Die Schwester der Klägerin übertrug ihren Erbteil im Jahr 1995 für 280.000 DM an eine Grundstücksgesellschaft. Die Klägerin übte im gleichen Jahr ihr Vorkaufsrecht aus (§ 2034 BGB) und erhielt den Erbteil ihrer Schwester 1996 von der Grundstücksgesellschaft. Anschließend veräußerte sie mit Zustimmung ihrer Tochter ein zum Nachlass gehörendes Grundstück für 1.270.000 DM.
In ihrer Einkommensteuererklärung erklärte sie einen Spekulationsgewinn in Höhe von 23.603 DM. Sie legte dabei einen teilentgeltlichen Erwerb zugrunde, weil sie lediglich den hälftigen Anteil ihrer Schwester in deren Stellung als nicht befreite Vorerbin erworben habe. Der Erbanteil in seiner Substanz habe ihr schon wegen ihrer Einsetzung als Nacherbin und damit unentgeltlich zugestanden.
Das FA berücksichtigte im Einkommensteuerbescheid einen Veräußerungsgewinn von 547.499.DM, indem es dem Verkaufspreis des ideellen Anteils von 635.000 DM (1/2 von 1.270.000 DM) anteilige Veräußerungskosten und Anschaffungskosten (87.501 DM) gegenüberstellte. Im Einspruchsverfahren berücksichtigte das FA weitere Veräußerungskosten und ermäßigte den Spekulationsgewinn auf 535.164 DM.
Die Klage hatte Erfolg.
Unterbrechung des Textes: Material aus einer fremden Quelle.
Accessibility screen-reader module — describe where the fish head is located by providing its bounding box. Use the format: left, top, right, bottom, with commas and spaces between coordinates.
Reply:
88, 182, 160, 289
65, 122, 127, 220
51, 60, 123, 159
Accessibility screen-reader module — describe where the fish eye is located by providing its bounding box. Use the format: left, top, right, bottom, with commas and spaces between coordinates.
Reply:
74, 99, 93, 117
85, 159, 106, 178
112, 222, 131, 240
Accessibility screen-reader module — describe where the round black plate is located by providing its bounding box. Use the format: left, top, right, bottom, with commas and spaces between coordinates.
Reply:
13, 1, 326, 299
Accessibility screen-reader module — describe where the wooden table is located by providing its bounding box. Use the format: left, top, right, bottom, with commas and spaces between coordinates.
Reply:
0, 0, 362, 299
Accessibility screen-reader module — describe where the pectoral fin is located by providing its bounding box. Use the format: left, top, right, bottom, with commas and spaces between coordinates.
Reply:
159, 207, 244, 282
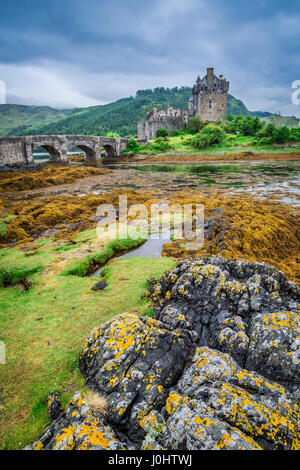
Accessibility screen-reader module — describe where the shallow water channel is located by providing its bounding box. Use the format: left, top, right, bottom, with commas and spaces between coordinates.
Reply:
91, 231, 172, 277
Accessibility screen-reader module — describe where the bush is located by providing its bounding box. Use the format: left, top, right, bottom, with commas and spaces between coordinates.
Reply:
188, 114, 205, 134
156, 127, 169, 137
255, 137, 273, 145
191, 124, 226, 148
122, 137, 141, 153
191, 132, 210, 149
273, 126, 290, 144
201, 124, 226, 145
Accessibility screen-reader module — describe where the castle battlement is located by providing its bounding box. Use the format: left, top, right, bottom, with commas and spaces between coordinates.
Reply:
138, 68, 229, 140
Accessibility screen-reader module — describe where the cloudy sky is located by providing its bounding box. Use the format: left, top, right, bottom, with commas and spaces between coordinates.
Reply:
0, 0, 300, 117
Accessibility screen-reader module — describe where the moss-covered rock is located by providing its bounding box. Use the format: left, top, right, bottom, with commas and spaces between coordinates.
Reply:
26, 258, 300, 450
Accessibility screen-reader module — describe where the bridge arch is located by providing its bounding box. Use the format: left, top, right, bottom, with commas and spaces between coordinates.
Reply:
68, 142, 99, 162
29, 142, 63, 162
100, 144, 117, 158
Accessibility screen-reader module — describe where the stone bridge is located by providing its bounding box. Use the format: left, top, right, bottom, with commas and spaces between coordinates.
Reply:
0, 135, 144, 166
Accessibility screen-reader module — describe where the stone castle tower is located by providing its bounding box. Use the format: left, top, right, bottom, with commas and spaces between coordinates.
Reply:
189, 68, 229, 121
137, 68, 229, 140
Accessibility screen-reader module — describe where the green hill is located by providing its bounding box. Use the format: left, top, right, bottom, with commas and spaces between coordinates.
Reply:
0, 104, 69, 136
0, 87, 250, 136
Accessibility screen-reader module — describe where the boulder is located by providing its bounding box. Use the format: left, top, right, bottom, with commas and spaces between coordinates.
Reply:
29, 258, 300, 450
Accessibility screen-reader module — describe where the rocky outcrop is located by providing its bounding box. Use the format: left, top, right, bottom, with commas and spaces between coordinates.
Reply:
30, 258, 300, 450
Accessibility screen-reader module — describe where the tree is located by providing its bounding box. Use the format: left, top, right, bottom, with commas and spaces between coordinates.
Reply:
191, 124, 226, 148
156, 127, 169, 137
201, 124, 226, 145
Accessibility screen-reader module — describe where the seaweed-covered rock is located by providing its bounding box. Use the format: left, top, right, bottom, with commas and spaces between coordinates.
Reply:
158, 347, 299, 450
46, 392, 62, 421
31, 258, 300, 450
146, 258, 300, 390
80, 314, 191, 440
26, 393, 128, 450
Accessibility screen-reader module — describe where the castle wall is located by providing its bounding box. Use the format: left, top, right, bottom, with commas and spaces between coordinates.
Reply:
138, 107, 189, 140
200, 93, 228, 121
138, 68, 229, 140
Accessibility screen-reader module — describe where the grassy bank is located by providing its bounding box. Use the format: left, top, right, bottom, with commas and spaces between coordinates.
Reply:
133, 134, 300, 156
0, 233, 175, 449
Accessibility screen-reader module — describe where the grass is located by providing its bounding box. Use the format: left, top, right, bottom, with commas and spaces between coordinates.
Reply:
0, 214, 17, 237
0, 231, 175, 449
62, 238, 146, 277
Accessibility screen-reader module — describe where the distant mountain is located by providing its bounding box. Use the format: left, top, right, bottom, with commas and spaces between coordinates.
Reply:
0, 87, 251, 137
251, 111, 272, 118
0, 104, 69, 136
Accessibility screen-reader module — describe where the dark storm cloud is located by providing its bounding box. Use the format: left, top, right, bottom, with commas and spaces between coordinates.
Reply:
0, 0, 300, 114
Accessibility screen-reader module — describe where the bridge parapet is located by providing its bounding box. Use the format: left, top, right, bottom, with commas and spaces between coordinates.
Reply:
0, 135, 128, 165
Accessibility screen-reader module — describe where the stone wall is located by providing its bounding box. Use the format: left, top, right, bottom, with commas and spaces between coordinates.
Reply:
0, 135, 128, 166
138, 106, 189, 140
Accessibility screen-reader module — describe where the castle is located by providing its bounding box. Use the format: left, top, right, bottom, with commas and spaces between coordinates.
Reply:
138, 68, 229, 140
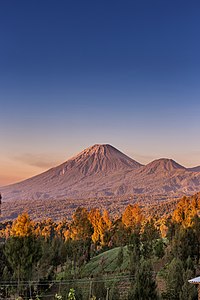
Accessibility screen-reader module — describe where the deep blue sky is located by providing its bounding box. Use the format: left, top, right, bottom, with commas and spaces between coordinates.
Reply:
0, 0, 200, 185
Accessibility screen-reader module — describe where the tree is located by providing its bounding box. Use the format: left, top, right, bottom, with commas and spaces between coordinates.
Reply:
11, 213, 34, 237
165, 258, 184, 300
70, 207, 93, 240
122, 204, 143, 228
128, 260, 159, 300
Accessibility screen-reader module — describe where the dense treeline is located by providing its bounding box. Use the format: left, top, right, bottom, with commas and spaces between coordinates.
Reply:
0, 195, 200, 300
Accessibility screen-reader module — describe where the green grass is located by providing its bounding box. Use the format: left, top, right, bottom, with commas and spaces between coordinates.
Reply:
81, 246, 129, 277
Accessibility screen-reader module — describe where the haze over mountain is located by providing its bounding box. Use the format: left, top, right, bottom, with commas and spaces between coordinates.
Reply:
1, 144, 200, 201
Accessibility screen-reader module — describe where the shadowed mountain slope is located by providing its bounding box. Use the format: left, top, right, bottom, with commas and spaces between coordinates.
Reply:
1, 144, 200, 200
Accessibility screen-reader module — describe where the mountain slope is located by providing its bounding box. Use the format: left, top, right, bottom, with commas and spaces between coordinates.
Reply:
1, 144, 142, 200
1, 144, 200, 200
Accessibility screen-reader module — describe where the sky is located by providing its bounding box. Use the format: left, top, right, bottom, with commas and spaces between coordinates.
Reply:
0, 0, 200, 186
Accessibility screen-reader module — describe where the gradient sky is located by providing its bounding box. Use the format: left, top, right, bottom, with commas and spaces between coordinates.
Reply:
0, 0, 200, 185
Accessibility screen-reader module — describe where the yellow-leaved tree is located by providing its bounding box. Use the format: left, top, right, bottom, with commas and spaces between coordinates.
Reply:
11, 213, 34, 237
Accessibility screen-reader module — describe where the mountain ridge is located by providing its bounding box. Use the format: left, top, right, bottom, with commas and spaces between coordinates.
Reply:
1, 144, 200, 201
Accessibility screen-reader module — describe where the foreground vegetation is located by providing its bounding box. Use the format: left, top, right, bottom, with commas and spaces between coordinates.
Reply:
0, 195, 200, 300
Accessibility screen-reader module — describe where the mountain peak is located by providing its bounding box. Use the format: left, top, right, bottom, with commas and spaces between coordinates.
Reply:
145, 158, 185, 173
69, 144, 142, 175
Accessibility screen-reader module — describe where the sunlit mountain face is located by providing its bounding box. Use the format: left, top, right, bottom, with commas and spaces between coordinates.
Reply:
1, 144, 200, 201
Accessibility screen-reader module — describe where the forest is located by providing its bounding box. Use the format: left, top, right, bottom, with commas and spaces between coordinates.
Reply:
0, 194, 200, 300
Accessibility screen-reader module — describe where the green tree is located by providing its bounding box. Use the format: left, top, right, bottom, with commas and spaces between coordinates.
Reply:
164, 258, 184, 300
128, 260, 159, 300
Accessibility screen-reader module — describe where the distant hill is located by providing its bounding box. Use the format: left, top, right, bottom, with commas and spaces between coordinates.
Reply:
0, 144, 200, 201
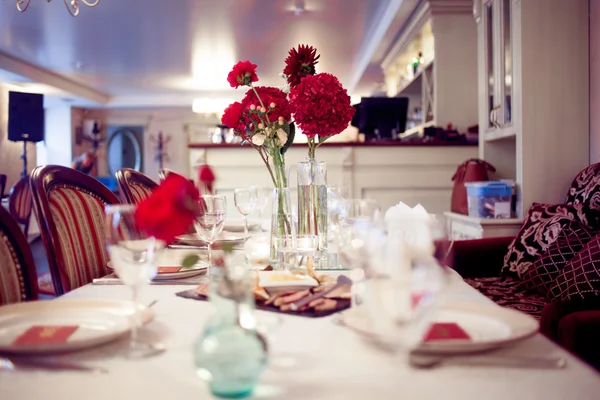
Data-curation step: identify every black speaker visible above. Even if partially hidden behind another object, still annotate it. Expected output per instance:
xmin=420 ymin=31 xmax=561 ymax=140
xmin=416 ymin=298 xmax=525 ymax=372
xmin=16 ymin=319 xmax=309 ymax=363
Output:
xmin=8 ymin=92 xmax=44 ymax=142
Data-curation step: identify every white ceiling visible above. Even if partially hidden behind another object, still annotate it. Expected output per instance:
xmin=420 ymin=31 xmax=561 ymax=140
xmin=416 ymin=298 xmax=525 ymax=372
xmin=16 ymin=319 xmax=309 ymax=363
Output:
xmin=0 ymin=0 xmax=416 ymax=106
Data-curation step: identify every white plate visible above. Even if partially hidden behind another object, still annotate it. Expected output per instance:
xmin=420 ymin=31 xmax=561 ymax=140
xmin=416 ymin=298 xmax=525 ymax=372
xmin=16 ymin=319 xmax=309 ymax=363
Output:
xmin=0 ymin=299 xmax=154 ymax=354
xmin=258 ymin=271 xmax=319 ymax=294
xmin=341 ymin=302 xmax=539 ymax=354
xmin=107 ymin=249 xmax=208 ymax=281
xmin=176 ymin=232 xmax=246 ymax=246
xmin=223 ymin=220 xmax=260 ymax=233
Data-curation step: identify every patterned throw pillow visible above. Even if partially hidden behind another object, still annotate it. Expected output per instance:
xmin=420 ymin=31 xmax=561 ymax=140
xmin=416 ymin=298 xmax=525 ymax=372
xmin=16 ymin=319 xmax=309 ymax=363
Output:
xmin=547 ymin=235 xmax=600 ymax=301
xmin=520 ymin=219 xmax=597 ymax=296
xmin=501 ymin=203 xmax=588 ymax=279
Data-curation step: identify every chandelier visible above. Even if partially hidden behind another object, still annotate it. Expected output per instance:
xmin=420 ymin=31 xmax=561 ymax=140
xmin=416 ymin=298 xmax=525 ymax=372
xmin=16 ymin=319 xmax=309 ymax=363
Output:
xmin=15 ymin=0 xmax=100 ymax=17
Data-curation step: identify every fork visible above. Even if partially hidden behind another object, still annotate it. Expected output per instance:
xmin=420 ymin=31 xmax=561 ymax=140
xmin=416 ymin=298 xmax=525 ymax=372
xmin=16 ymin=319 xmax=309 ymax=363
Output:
xmin=0 ymin=357 xmax=108 ymax=374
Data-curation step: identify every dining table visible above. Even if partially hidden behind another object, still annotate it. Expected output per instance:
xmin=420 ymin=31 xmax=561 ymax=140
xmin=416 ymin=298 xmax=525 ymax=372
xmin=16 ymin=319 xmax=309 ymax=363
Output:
xmin=0 ymin=262 xmax=600 ymax=400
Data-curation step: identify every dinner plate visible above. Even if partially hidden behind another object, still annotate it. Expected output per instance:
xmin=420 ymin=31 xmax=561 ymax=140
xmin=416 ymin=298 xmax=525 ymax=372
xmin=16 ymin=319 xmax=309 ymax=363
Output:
xmin=341 ymin=302 xmax=539 ymax=354
xmin=223 ymin=220 xmax=260 ymax=233
xmin=107 ymin=249 xmax=208 ymax=281
xmin=0 ymin=299 xmax=154 ymax=354
xmin=176 ymin=232 xmax=246 ymax=246
xmin=258 ymin=271 xmax=319 ymax=294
Dagegen richtete sich die Revision des FA.
Entscheidung
Der BFH hat das FG-Urteil aufgehoben und die Klage abgewiesen; der Gewinn aus dem – innerhalb von zwei Jahren nach Erwerb erfolgten – Verkauf des Grundstücks sei als Spekulationsgewinn zu erfassen. Die Nacherbenstellung der Klägerin ändere nichts daran, dass bis zum Eintritt des Nacherbfalls (vgl. § 2106 BGB) allein der Vorerbe als Miterbe am Nachlass beteiligt sei.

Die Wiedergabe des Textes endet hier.